O parlamentar disse que a SAP impediu detectar casos de violência e abuso sexual porque estigmatiza os pais que relatam estes crimes, a maioria dos quais são mães, e rejeitar a denúncia de que as crianças e adolescentes, alegando que sofrem da síndrome.

Entenda porque o Mexico revogou o artigo da lei da Síndrome da Alienação Parental (SAP).

“O legislador disse que a SAP impede de detectar casos de violência e abuso sexual porque estigmatiza os(as) genitores(as) que denunciam esses crimes, em sua maioria mães, e descarta a queixa feita por crianças e adolescentes, aludindo ao sofrimento dessa síndrome.” – Tradução do trecho da matéria: Asamblea Legislativa deroga Alienación Parental

ENTENDA POR QUE A CATALUNHA, NA ESPANHA ELIMINOU A SAP.

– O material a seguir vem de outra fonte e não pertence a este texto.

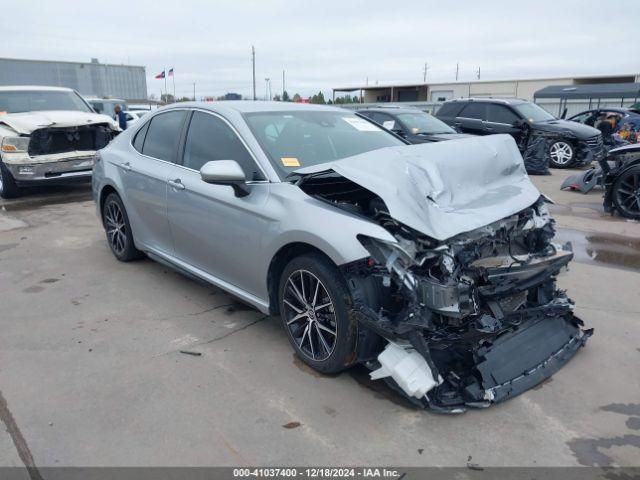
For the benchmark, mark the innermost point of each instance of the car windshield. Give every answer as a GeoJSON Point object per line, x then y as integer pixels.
{"type": "Point", "coordinates": [34, 101]}
{"type": "Point", "coordinates": [296, 139]}
{"type": "Point", "coordinates": [421, 122]}
{"type": "Point", "coordinates": [533, 112]}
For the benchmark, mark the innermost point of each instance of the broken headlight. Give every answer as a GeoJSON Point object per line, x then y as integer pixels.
{"type": "Point", "coordinates": [397, 257]}
{"type": "Point", "coordinates": [15, 144]}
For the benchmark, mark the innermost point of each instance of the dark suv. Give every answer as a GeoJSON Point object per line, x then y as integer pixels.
{"type": "Point", "coordinates": [571, 144]}
{"type": "Point", "coordinates": [412, 124]}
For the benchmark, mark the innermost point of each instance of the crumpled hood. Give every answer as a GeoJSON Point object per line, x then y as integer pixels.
{"type": "Point", "coordinates": [27, 122]}
{"type": "Point", "coordinates": [438, 137]}
{"type": "Point", "coordinates": [446, 188]}
{"type": "Point", "coordinates": [580, 130]}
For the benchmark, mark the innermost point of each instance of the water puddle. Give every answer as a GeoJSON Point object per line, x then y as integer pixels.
{"type": "Point", "coordinates": [49, 196]}
{"type": "Point", "coordinates": [602, 248]}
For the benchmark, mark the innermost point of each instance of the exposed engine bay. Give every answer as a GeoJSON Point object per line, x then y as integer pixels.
{"type": "Point", "coordinates": [468, 321]}
{"type": "Point", "coordinates": [46, 141]}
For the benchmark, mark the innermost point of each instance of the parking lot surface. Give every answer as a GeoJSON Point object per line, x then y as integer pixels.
{"type": "Point", "coordinates": [91, 369]}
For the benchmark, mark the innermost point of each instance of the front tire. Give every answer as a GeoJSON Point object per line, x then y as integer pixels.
{"type": "Point", "coordinates": [118, 229]}
{"type": "Point", "coordinates": [317, 313]}
{"type": "Point", "coordinates": [8, 187]}
{"type": "Point", "coordinates": [561, 154]}
{"type": "Point", "coordinates": [626, 193]}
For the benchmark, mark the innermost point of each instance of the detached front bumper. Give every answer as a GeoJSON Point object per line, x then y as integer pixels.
{"type": "Point", "coordinates": [588, 153]}
{"type": "Point", "coordinates": [62, 171]}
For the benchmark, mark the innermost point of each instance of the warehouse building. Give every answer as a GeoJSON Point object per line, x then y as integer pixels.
{"type": "Point", "coordinates": [92, 79]}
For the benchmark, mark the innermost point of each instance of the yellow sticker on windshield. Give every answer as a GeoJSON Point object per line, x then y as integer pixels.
{"type": "Point", "coordinates": [290, 161]}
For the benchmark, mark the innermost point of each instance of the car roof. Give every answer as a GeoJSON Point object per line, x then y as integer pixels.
{"type": "Point", "coordinates": [626, 111]}
{"type": "Point", "coordinates": [249, 106]}
{"type": "Point", "coordinates": [504, 101]}
{"type": "Point", "coordinates": [33, 88]}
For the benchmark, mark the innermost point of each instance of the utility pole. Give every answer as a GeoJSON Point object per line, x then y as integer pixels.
{"type": "Point", "coordinates": [253, 64]}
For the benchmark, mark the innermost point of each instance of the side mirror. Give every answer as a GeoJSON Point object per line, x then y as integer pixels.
{"type": "Point", "coordinates": [225, 172]}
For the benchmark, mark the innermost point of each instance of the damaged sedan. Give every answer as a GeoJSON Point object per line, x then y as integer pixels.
{"type": "Point", "coordinates": [433, 265]}
{"type": "Point", "coordinates": [48, 135]}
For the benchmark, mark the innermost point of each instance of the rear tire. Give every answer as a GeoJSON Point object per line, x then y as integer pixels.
{"type": "Point", "coordinates": [8, 187]}
{"type": "Point", "coordinates": [118, 229]}
{"type": "Point", "coordinates": [561, 154]}
{"type": "Point", "coordinates": [626, 193]}
{"type": "Point", "coordinates": [317, 313]}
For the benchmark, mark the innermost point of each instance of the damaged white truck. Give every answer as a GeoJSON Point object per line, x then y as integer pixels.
{"type": "Point", "coordinates": [433, 265]}
{"type": "Point", "coordinates": [48, 135]}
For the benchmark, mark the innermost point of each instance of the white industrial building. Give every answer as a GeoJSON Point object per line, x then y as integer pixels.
{"type": "Point", "coordinates": [88, 78]}
{"type": "Point", "coordinates": [429, 96]}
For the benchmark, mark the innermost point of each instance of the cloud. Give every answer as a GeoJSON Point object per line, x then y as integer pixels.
{"type": "Point", "coordinates": [333, 43]}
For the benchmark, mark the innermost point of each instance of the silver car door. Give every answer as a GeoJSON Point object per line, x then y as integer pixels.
{"type": "Point", "coordinates": [145, 179]}
{"type": "Point", "coordinates": [213, 229]}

Cataluña tendrá 2 unidades por hospital contra los abusos sexuales y eliminará el SAP
A falsa síndrome, que prejudicava especialmente as mães, analisava possíveis abusos sexuais, afirmando que foi o outro genitor quem induziu a criança a fazer a queixa.
O Parlamento da Catalunha aprovou uma moção de Catalunha Sim nós podemos se afadiga falsa Parental Síndrome de Alienação (PAS) das categorias de diagnóstico, fazendo o que as mães e as criaturas explicar serão tidas em conta e não será mais considerado uma fantasia ou uma manipulação. 
Para ter em conta esta síndrome suposto, não apoiada cientificamente, fez as mais atingidas foram as mães de criaturas abusadas sexualmente por seus pais, como a porta aberta para considerar que eles foram os que induzem as crianças a fazer reclamação
“A UFAM deve diagnosticar abusos a criança, mas muitas vezes faz com que as mães” , disse o vice-Gemma Lienas, 
“e faz isso com a SAP, uma síndrome que supostamente envolve um pai, geralmente a mãe, manipula criatura para se voltar contra o outro pai, geralmente o pai “ . 
Uma síndrome, como explicado pelo deputado “não existe ou tem qualquer evidência científica”, e que “viola os direitos das pessoas”. 
“Para tudo isso, queremos enterrar o SAP das categorias de diagnóstico . 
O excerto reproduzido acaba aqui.